Mas Damar tersenyum lagi, pandangannya kini menatap kebawah.

"Kalo aku bisa liat Classy lagi pasti aku seneng banget! Janji gak akan ngelupain dia lagi." Ucapnya.

"Rasanya sama seperti saat itu, aku kehilangan sesuatu yang berharga untukku. Setiap hari aku selalu berdoa supaya bisa liat dia lagi." Katanya.

"Dan sekarang doa ku udah terkabul! Harapanku semoga dia bisa terus aku lihat dan selalu bisa memberikan aku kebahagiaan." Sambungnya.

Aku menoleh kearahnya, walaupun sedikit berlebihan tapi itu terdengar murni terucap dari lubuk hatinya.

"Cie.. Pasti ngebahas tentang istri mas tercinta ya hehehe." Godaku.

Mas Damar menatapku dan kemudian tertawa.

"Sok tau kamu." Ucapnya mencubit pipiku gemas.

Waktu sudah menunjukan pukul 23.47, mas Damar mengajakku ke sebuah jembatan yang dibawahnya mengalir air sungai.

Tempat yang sangat indah, sebuah jembatan melengkung berwarna merah di hiasi dengan banyak botol kosong di pinggirnya.

Air dibawah jembatan juga sangat jernih, terdapat beberapa lampu lentera yang mengapung diatasnya.. Memberikan cahaya di tengah gelap bagaikan bintang dilangit.

"Keren mas... Tempat apaan nih?" Tanya ku takjub.

Mas Damar menarik tanganku, kami berhadapan sangat dekat. Tangan mas Damar juga menekan pinggangku untuk lebih dekat dengannya.

"Sebentar lagi jam 12 malem, nah saat itu mitosnya kalo kamu minta sesuatu disini pasti akan terkabul." Bisiknya.

Mas Damar mengambil 2 botol yang kosong dan memberikan satu botol dan secarik kertas kepadaku.

"Kamu tulis permintaan kamu dikertas itu, ya mungkin kamu minta pacar yang setia gitu.. Terus nanti kamu gulung kertasnya dan masukin kedalam botol beserta pasir. Setelah itu kamu gantung deh diantar ratusan botol yang lain." Jelas nya.

Aku sedikit melebarkan senyumku, ini semua mengingatkanku kepada Nicko.

Aku melirik sebentar dan menulis permohonan yang aku mau dan memasukannya ke dalam botol, begitu pun juga dengan mas Damar.

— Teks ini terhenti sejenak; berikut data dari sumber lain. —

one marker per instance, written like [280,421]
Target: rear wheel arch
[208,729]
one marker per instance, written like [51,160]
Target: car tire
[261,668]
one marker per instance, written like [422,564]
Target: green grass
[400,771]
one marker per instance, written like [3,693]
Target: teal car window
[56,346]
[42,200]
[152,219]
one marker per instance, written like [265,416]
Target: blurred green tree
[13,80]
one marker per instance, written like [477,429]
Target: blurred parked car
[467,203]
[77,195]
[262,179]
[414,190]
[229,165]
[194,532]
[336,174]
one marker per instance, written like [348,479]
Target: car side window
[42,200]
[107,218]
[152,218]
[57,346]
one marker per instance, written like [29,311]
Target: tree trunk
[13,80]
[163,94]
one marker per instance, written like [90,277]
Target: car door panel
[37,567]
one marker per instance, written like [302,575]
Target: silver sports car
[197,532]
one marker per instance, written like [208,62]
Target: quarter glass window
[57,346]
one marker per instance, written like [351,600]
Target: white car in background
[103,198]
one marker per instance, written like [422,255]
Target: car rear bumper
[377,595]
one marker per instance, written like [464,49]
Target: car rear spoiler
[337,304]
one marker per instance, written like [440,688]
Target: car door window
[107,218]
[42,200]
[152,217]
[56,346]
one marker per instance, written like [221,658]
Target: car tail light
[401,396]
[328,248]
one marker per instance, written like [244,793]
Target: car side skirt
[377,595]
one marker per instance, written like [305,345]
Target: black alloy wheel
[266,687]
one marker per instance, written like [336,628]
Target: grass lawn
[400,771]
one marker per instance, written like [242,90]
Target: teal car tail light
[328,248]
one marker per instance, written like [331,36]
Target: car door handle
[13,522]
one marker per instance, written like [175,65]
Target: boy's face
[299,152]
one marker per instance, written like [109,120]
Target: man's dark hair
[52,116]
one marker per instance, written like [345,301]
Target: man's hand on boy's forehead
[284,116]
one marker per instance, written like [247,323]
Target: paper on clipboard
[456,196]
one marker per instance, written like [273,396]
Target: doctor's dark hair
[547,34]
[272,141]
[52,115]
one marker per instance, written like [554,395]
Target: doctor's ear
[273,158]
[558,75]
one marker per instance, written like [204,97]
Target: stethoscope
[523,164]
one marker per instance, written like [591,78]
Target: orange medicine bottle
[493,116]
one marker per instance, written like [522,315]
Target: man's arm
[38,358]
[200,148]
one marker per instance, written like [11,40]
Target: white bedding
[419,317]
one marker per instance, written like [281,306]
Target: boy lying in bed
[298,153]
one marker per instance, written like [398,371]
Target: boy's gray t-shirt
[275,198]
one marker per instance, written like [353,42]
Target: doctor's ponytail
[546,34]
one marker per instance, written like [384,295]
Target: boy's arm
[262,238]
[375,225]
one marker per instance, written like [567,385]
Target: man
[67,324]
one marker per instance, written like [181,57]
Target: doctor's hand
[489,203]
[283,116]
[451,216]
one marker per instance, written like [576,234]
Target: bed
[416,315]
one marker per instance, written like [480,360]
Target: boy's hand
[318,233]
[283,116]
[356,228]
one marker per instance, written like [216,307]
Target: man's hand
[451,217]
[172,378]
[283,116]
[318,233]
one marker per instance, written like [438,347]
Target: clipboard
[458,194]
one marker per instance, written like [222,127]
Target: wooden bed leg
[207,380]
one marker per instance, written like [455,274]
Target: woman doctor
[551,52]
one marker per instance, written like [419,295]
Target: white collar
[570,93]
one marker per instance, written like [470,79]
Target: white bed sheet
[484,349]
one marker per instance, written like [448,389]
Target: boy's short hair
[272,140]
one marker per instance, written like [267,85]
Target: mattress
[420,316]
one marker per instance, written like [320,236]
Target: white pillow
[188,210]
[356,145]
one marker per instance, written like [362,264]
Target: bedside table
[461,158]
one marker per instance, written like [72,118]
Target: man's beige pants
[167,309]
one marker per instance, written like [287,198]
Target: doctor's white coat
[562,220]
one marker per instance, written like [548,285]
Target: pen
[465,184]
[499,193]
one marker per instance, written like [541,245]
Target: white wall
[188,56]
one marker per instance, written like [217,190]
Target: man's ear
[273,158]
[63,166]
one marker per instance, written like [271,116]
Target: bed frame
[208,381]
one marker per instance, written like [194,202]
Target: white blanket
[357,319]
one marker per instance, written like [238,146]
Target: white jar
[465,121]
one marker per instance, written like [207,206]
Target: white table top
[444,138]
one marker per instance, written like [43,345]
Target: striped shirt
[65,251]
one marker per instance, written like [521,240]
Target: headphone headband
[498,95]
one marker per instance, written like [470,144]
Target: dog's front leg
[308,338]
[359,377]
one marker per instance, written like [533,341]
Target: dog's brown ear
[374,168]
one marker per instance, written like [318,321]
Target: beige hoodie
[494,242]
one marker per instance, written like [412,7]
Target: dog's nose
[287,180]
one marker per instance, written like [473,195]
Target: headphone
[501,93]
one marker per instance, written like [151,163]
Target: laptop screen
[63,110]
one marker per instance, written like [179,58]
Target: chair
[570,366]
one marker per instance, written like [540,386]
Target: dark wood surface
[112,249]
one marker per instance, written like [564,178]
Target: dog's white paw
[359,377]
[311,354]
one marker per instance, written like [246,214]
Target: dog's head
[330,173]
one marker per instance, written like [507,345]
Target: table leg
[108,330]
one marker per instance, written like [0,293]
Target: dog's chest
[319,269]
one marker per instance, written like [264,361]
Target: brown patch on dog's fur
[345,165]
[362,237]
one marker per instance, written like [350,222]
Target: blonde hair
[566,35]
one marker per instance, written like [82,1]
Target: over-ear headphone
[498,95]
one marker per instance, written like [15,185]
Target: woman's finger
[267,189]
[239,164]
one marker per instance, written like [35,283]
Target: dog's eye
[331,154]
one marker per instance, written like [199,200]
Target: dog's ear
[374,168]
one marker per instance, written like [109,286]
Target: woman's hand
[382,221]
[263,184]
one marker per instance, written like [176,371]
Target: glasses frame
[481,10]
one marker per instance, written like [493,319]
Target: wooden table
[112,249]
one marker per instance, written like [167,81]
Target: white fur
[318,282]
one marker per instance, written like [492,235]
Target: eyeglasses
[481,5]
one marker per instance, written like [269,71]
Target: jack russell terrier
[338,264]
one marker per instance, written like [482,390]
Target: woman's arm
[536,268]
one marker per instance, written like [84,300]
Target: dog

Botol kami digantung bersampingan, sebagai tanda aku memberikan sebuah cangkang keong ke dalamnya.

"Apa yang kamu minta?" Tanya mas Damar kepo.

"Rahasia dong hehehe! Kalo mas apa yang diminta?" Tanyaku kembali.

"Rahasia juga dong." Balasnya yang kemudian membuat kita tertawa bersama.

Tuhan, aku memang tidak terlalu percaya dengan hal seperti ini.

Tapi jika benar, aku harap impianku menjadi kenyataan.

Jika tidak saat ini, aku yakin kau telah mempersiapkan hari dimana aku dapat menggapainya.

.

.

.

.

.

.

.

'Tok tok'

Aku mengetuk pintu apartement beberapa kali, sudah pukul 2 malam tapi aku baru aja pulang.

'Tok Tok'

Aku mengetuk pintu sedikit lebih kencang dan cepat.

"Kamu pulang?" Ucap mas Fajar ketus kepadaku.

Aku menggigit bibir bawahku, memohon agar mas Fajar tidak marah kepadaku.

"Mas izinin kamu pergi tapi ngga sampai selarut ini! Kamu abis darimana aja sih hah?" Omelnya.

"Maaf mas.." Lirihku.

Mas Damar menarik nafasnya dan melipat kedua tangannya menatapku.

"Kamu kenal Damar? Oh apa waktu aku nyuruh kamu meeting sama Damar kamu godain dia kayak apa yang kamu lakuin ke pak Farid?" Tanya nya dengan nada ketus.

Aku mengernyitkan dahiku.

"Ma..maksud mas Fajar apasih? Aku sama mas Damar emang udh kenal lama! Dia tetangga aku di desa!" Jelasku.

Mas Fajar mendecak kesal.

"Udah aku duga, dia pasti langganan lacur kamu kan?" Tanya nya.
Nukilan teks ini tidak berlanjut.